Sum of column by group wise

jambesh · February 21, 2010, 3:36am

Hello All ,

I have a problem with summing of column by group

Input File -

COL_1,COL_2,COL_3,COL_4,COL_5,COL_6,COL_7,COL_8,COL_9,COL_10,COL_11
3010,21,1923D ,6,0,0.26,0,0.26,-0.26,1,200807
3010,21,192BI ,6,24558.97,1943.94,0,1943.94,22615.03,1,200807
3010,21,192BI ,12,1156.91,62.68,0,62.68,1094.23,1,200807
3010,21,192MED,6,-1062.7,558.79,0,558.79,-1621.49,1,200807
3010,21,192MED,12,101.6,23.11,0,23.11,78.49,1,200807
3010,21,192PD ,6,-26516.61,1295.86,0,1295.86,-27812.47,1,200807
3010,21,211CCD,12,187.07,62.14,0,62.14,124.93,2,200807
3010,21,211COL,6,-4584.9,1531.98,0,1531.98,-6116.88,2,200807
3010,21,211COL,12,118.11,64.02,0,64.02,54.09,2,200807
3010,21,211F  ,6,0,0,0,0,0,2,200807
3010,21,211TOW,6,-64.86,74.12,0,74.12,-138.98,2,200807
3010,21,211TOW,12,19.14,2.66,0,2.66,16.48,2,200807
3010,63,192BI ,6,1043.51,147.32,0,147.32,896.19,3,200807
3010,63,192MED,6,16.25,15.46,0,15.46,0.78,3,200807
3010,63,192PD ,6,-1192.37,98.2,0,98.2,-1290.57,3,200807
3010,63,192UMB,6,18.7,20.6,0,20.6,-1.9,3,200807
3010,63,192UMP,6,-1.03,1.5,0,1.5,-2.53,3,200807

Out Put needed :

The column COL_10 contain the group -- it has value of 1 /2/3/4 -etc
as long as it it group 1 it will list the records and the moment category finished it will print the sum of column col_5,col_6,col_7,col_8,col_9
and then the header again and then category 2 start and so on ..

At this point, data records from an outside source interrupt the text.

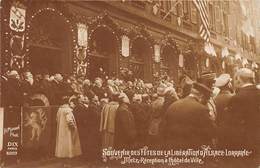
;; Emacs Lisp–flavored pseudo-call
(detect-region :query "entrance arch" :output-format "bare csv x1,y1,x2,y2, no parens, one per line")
89,25,119,79
28,8,73,74
130,37,153,81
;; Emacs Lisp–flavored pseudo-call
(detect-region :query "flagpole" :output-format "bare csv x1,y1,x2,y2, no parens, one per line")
163,0,182,20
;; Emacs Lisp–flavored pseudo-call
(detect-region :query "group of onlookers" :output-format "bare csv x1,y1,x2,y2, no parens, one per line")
3,68,260,167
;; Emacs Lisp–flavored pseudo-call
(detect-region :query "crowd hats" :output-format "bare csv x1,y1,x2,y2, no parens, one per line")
236,68,255,78
157,83,167,96
118,92,130,104
215,74,232,87
193,82,212,95
193,72,216,96
197,72,216,88
7,70,19,78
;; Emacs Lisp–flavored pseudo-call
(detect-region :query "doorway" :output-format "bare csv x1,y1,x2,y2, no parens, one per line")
89,26,119,79
28,10,73,74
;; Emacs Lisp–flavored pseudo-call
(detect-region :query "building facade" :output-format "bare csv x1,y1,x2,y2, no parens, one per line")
1,0,259,82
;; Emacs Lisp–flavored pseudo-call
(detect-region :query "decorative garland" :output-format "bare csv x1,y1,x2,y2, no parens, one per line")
25,7,77,73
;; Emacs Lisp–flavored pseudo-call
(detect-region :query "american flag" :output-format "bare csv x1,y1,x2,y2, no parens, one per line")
193,0,210,42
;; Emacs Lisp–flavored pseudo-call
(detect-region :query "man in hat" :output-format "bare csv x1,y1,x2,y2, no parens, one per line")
197,72,217,121
51,74,65,105
162,82,215,149
114,93,136,149
3,70,23,106
148,83,167,149
215,74,233,147
224,68,260,155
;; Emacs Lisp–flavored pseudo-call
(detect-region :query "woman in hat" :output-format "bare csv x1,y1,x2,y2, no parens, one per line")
55,97,81,167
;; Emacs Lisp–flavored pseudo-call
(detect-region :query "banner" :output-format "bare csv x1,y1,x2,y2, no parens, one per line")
3,106,21,160
21,106,55,152
0,108,4,151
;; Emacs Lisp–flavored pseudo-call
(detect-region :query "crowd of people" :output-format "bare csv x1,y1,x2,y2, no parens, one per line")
2,68,260,167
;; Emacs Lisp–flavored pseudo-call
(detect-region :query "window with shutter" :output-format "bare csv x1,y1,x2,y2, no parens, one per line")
191,3,198,24
223,12,229,37
215,2,222,33
183,1,190,20
169,1,177,15
177,2,183,17
209,3,216,31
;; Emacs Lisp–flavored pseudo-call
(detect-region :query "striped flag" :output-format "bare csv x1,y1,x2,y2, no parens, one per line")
193,0,210,42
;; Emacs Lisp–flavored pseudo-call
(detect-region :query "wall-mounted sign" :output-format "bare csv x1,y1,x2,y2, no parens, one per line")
206,58,209,67
9,3,26,32
179,54,184,68
77,46,87,61
221,47,229,58
242,58,248,67
77,23,88,47
153,3,160,15
222,61,226,69
121,35,130,57
154,44,160,62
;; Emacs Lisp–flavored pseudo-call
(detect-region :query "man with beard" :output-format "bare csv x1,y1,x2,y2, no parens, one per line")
226,68,260,164
162,82,215,149
21,71,36,104
99,93,119,152
130,94,151,148
115,93,136,149
51,74,64,105
92,78,107,100
73,95,88,156
2,70,23,106
85,95,101,161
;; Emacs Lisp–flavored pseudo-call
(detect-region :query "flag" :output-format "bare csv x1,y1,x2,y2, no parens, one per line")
163,0,182,20
193,0,210,42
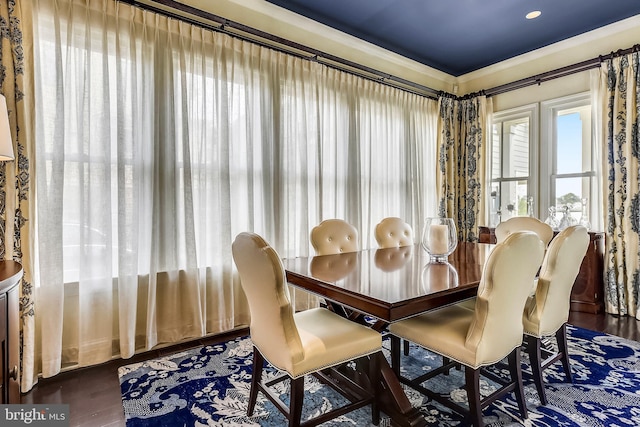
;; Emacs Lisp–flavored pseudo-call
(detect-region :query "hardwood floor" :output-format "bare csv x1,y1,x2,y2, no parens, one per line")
22,312,640,427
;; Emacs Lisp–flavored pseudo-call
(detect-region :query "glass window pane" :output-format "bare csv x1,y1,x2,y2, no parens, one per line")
555,177,593,224
491,123,502,179
489,179,529,226
555,105,592,174
502,118,529,177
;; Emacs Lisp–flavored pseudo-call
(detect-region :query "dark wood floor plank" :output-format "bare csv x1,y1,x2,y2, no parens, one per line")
17,312,640,427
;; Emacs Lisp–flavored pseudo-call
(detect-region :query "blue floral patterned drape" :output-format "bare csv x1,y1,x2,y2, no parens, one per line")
436,95,491,242
600,51,640,319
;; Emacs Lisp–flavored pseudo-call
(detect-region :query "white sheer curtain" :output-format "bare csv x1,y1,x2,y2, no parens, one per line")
31,0,437,383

So i need the category wise sum of mentioned column

COL_1,COL_2,COL_3,COL_4,COL_5,COL_6,COL_7,COL_8,COL_9,COL_10,COL_11
3010,21,1923D ,6,0,0.26,0,0.26,-0.26,1,200807
3010,21,192BI ,6,24558.97,1943.94,0,1943.94,22615.03,1,200807
3010,21,192BI ,12,1156.91,62.68,0,62.68,1094.23,1,200807
3010,21,192MED,6,-1062.7,558.79,0,558.79,-1621.49,1,200807
3010,21,192MED,12,101.6,23.11,0,23.11,78.49,1,200807
3010,21,192PD ,6,-26516.61,1295.86,0,1295.86,-27812.47,1,200807

*SUM -This record should show the sum of the column col_5 through col_9

3010,21,211CCD,12,187.07,62.14,0,62.14,124.93,2,200807
3010,21,211COL,6,-4584.9,1531.98,0,1531.98,-6116.88,2,200807
3010,21,211COL,12,118.11,64.02,0,64.02,54.09,2,200807
3010,21,211F  ,6,0,0,0,0,0,2,200807
3010,21,211TOW,6,-64.86,74.12,0,74.12,-138.98,2,200807
3010,21,211TOW,12,19.14,2.66,0,2.66,16.48,2,200807

*SUM -This record should show the sum of the column col_5 through col_9

3010,63,192BI ,6,1043.51,147.32,0,147.32,896.19,3,200807
3010,63,192MED,6,16.25,15.46,0,15.46,0.78,3,200807
3010,63,192PD ,6,-1192.37,98.2,0,98.2,-1290.57,3,200807
3010,63,192UMB,6,18.7,20.6,0,20.6,-1.9,3,200807
3010,63,192UMP,6,-1.03,1.5,0,1.5,-2.53,3,200807

*SUM -This record should show the sum of the column col_5 through col_9

awk -solution would be disarable

malcomex999 · February 21, 2010, 6:45am

Ccolumn 10 should be in ascending order...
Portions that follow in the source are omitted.